I'm using two Ubuntu Linux servers, each with 3x Nvidia RTX 3090 GPUs, for image generation. You can probably get single image generation working at full quality with a 16 GB card, but the server script might run out of memory.

Download models

I'd suggest just downloading the models so you don't need to mess with tokens and stuff. The scripts in this repo expect them to be downloaded.

sudo apt install git-lfs
git lfs install

cd ~
git clone https://github.com/catid/sdxl/
cd ~/sdxl

git clone https://huggingface.co/stabilityai/stable-diffusion-xl-refiner-1.0
git clone https://huggingface.co/stabilityai/stable-diffusion-xl-base-1.0
git clone https://huggingface.co/diffusers/controlnet-canny-sdxl-1.0
git clone https://huggingface.co/madebyollin/sdxl-vae-fp16-fix

Setup and test

This assumes you have installed Conda: https://www.anaconda.com/download/

Set up environment and test the image generation:

cd ~/sdxl

# Note: 3.11 is not supported yet
conda create -n sdxl python=3.10
conda activate sdxl

pip3 install torch torchvision torchaudio --index-url https://download.pytorch.org/whl/cu118

pip install --upgrade -r requirements.txt

python test_generate.py


If you have multiple GPUs, you can use the client.py and server.py scripts to generate artwork in parallel.

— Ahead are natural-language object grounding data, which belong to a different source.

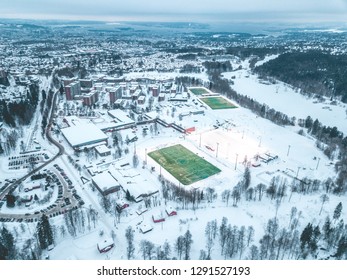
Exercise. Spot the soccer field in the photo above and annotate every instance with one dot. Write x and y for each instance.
(183, 164)
(216, 103)
(199, 91)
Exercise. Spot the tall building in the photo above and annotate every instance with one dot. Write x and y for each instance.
(115, 93)
(72, 90)
(90, 98)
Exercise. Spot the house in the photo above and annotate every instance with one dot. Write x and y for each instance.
(158, 218)
(170, 211)
(106, 183)
(144, 228)
(105, 246)
(121, 204)
(103, 150)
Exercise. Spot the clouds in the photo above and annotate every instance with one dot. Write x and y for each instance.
(162, 8)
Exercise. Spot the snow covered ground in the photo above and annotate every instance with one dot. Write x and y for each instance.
(287, 100)
(235, 137)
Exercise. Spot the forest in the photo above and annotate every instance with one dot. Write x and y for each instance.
(314, 72)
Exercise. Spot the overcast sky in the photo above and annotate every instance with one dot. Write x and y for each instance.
(182, 10)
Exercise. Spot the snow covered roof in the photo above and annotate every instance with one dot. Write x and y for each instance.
(105, 181)
(102, 149)
(145, 228)
(105, 245)
(83, 134)
(120, 117)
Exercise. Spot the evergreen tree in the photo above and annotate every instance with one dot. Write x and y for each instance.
(44, 232)
(306, 236)
(10, 200)
(7, 245)
(337, 211)
(246, 178)
(130, 240)
(187, 244)
(341, 252)
(1, 149)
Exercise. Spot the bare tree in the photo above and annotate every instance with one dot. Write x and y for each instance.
(129, 235)
(324, 198)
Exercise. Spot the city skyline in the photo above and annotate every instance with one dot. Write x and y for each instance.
(155, 10)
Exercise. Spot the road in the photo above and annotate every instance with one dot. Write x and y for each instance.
(14, 185)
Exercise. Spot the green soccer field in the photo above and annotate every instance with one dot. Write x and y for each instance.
(216, 103)
(183, 164)
(199, 91)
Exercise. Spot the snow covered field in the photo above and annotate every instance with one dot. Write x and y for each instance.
(287, 100)
(230, 139)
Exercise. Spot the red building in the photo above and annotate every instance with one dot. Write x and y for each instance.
(171, 212)
(105, 246)
(90, 98)
(155, 90)
(158, 218)
(72, 89)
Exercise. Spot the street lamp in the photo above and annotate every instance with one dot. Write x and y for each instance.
(297, 173)
(317, 163)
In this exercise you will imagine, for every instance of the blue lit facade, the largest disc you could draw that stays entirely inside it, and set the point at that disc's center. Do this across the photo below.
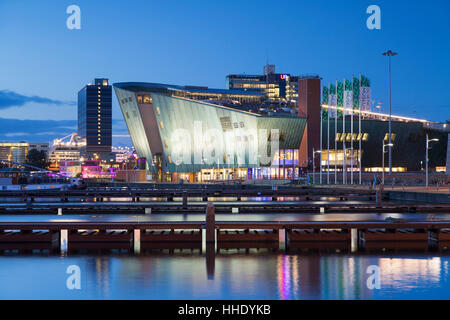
(154, 112)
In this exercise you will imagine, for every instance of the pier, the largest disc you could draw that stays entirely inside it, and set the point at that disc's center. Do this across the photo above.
(136, 233)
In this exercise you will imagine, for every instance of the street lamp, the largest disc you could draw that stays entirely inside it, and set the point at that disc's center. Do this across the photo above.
(390, 54)
(384, 151)
(426, 155)
(177, 163)
(314, 164)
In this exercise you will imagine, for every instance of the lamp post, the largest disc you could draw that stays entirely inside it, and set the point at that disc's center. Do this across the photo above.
(382, 161)
(177, 163)
(314, 164)
(390, 54)
(426, 157)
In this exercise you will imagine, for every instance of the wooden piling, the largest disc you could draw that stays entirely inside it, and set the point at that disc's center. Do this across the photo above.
(210, 223)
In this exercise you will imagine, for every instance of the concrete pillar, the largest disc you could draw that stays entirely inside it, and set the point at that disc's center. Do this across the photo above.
(433, 239)
(64, 241)
(283, 239)
(210, 260)
(354, 240)
(56, 242)
(379, 195)
(137, 241)
(184, 200)
(210, 223)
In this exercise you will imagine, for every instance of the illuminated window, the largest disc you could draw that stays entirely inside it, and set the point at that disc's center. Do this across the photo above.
(386, 136)
(147, 99)
(365, 137)
(348, 137)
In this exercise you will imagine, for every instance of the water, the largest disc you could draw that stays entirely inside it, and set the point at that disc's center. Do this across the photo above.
(228, 276)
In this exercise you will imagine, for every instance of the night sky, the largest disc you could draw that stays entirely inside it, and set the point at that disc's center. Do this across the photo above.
(44, 65)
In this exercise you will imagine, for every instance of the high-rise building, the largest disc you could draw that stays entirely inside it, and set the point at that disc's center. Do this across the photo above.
(95, 118)
(18, 151)
(277, 87)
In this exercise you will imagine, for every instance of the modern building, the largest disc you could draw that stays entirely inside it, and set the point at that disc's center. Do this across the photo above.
(199, 134)
(95, 118)
(18, 151)
(276, 87)
(66, 149)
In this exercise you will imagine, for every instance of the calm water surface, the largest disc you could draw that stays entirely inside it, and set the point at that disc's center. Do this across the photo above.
(226, 276)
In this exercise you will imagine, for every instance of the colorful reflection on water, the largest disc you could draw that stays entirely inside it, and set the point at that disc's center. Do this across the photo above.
(233, 276)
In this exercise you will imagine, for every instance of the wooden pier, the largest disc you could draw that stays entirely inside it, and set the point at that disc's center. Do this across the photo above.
(282, 235)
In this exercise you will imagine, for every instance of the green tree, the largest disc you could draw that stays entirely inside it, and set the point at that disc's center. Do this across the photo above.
(37, 158)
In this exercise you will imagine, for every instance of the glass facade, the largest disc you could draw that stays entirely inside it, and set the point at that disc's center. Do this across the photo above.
(183, 135)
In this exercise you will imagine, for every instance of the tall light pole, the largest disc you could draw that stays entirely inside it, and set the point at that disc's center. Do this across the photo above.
(426, 157)
(390, 54)
(384, 151)
(314, 164)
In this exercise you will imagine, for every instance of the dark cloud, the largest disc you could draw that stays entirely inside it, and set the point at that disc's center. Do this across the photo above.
(35, 130)
(10, 99)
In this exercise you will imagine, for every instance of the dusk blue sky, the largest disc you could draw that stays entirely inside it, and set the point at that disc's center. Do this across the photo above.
(43, 64)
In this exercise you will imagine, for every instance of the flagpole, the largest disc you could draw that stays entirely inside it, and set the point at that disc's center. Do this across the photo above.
(320, 155)
(360, 136)
(359, 156)
(328, 146)
(335, 146)
(344, 172)
(351, 142)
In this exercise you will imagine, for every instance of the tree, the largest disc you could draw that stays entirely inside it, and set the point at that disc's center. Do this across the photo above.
(37, 158)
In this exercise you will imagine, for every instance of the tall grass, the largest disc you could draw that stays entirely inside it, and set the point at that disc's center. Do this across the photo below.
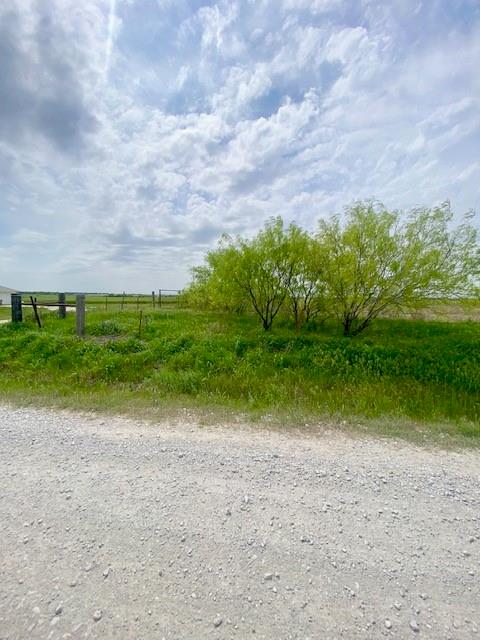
(423, 371)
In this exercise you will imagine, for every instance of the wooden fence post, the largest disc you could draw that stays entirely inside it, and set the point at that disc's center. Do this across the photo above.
(80, 313)
(17, 307)
(62, 309)
(35, 310)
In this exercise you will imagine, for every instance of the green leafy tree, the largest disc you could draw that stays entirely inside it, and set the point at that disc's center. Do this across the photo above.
(377, 260)
(305, 287)
(262, 268)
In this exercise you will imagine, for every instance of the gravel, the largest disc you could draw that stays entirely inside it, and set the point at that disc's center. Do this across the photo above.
(114, 528)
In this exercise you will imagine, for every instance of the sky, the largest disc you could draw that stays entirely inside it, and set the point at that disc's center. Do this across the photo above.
(133, 133)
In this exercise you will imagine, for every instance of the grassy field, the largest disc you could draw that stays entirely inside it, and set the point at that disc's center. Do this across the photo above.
(111, 301)
(401, 376)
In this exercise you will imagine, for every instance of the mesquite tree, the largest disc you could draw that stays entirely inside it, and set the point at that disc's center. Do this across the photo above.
(377, 261)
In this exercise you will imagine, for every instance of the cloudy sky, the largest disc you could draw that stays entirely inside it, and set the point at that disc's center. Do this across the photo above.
(134, 132)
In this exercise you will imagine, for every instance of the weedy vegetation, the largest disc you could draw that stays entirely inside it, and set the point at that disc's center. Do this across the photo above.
(350, 323)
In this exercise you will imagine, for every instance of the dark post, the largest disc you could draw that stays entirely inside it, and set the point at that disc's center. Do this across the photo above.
(17, 307)
(62, 309)
(80, 313)
(35, 310)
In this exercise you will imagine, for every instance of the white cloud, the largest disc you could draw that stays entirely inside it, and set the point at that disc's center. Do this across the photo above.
(217, 119)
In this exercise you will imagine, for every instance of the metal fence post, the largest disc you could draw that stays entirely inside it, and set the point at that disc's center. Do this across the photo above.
(17, 307)
(62, 310)
(80, 313)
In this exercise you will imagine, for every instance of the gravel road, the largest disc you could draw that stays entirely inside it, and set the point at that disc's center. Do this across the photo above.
(114, 528)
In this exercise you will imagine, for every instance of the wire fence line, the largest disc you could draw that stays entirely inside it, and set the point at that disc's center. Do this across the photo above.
(114, 301)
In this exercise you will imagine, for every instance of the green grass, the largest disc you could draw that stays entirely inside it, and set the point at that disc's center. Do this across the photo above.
(400, 377)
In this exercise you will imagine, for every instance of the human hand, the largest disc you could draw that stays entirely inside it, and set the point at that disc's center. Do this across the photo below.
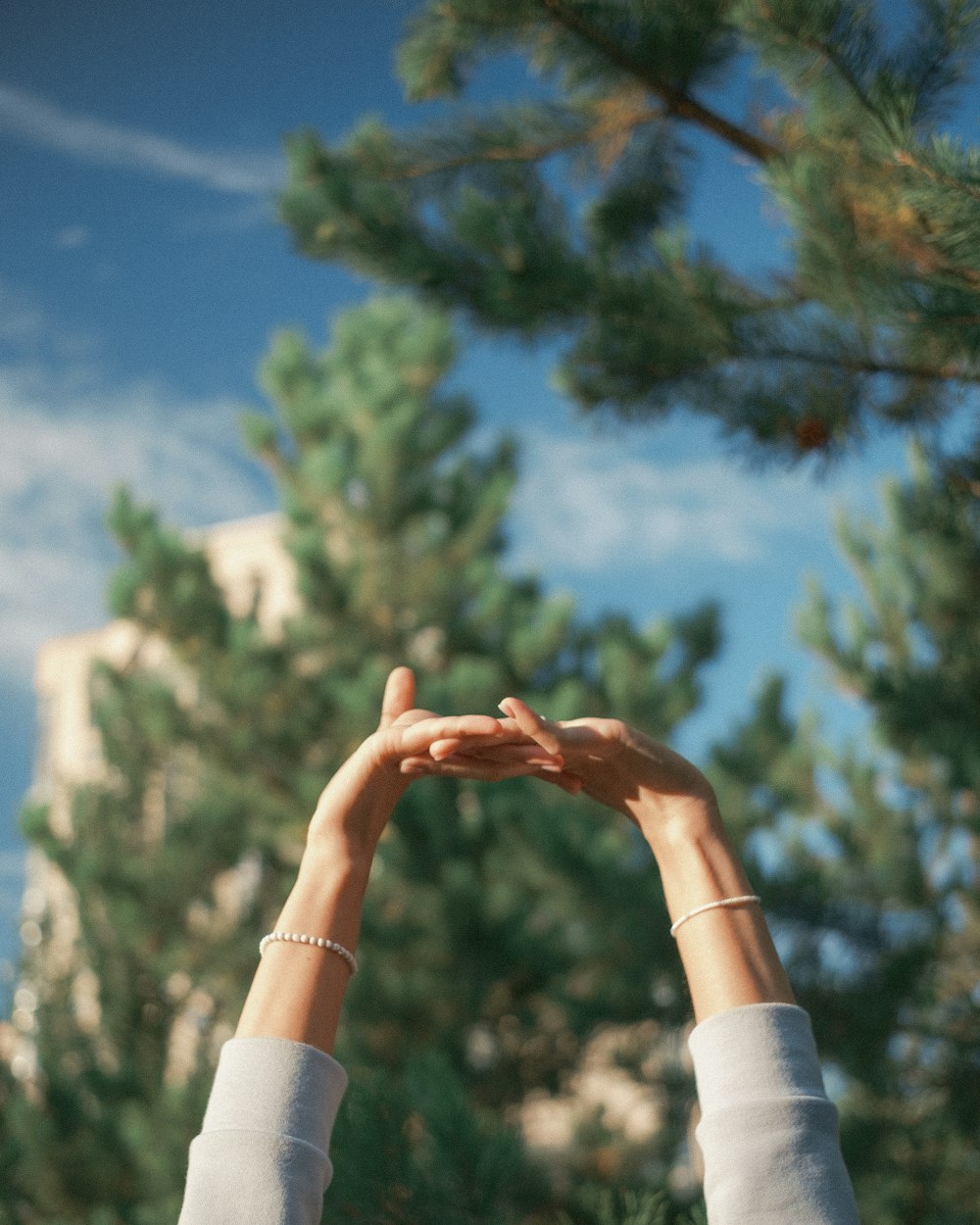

On each server computer, run the setup instructions above. Then for each GPU, open a separate terminal and run:

cd ~/sdxl

conda activate sdxl

CUDA_VISIBLE_DEVICES=0 python server.py --port 9000

Specify a different --port for each server. Set the CUDA_VISIBLE_DEVICES=1 and so on for each different GPU. Using tmux with a pane for each GPU is what I do.

Create a new text file servers.txt with the contents to match your network. I have it set up like this:


Then open a new terminal to run the client:

cd ~/sdxl

conda activate sdxl

python client.py --servers servers.txt --outdir images --prompt "An astronaut riding a horse on a planet made of cheese" --guide 7.5 --steps 100

# The previous parameters are the defaults.  You can just type:
python client.py --prompt "An astronaut riding a horse on a planet made of cheese"

This will generate 1024x1024 images continuously until you close the client in the images subfolder.


Some example images are provided in the images/ folder in this repo.

To achieve full quality from an image generation server, 24 GB of VRAM seems required right now. It uses about 15.3 GB VRAM for the first image, and then after that the usage goes up to 21.3 GB.

It uses almost no CPU, only GPU.

On the RTX 3090 both models generate at about 4 iterations per second, so 100 iterations takes about 25 seconds per image per GPU.

With the "wrong negative prompt" improvement from minimaxir human subjects almost always have 5 fingers now and subjects tend to look correct more often in general.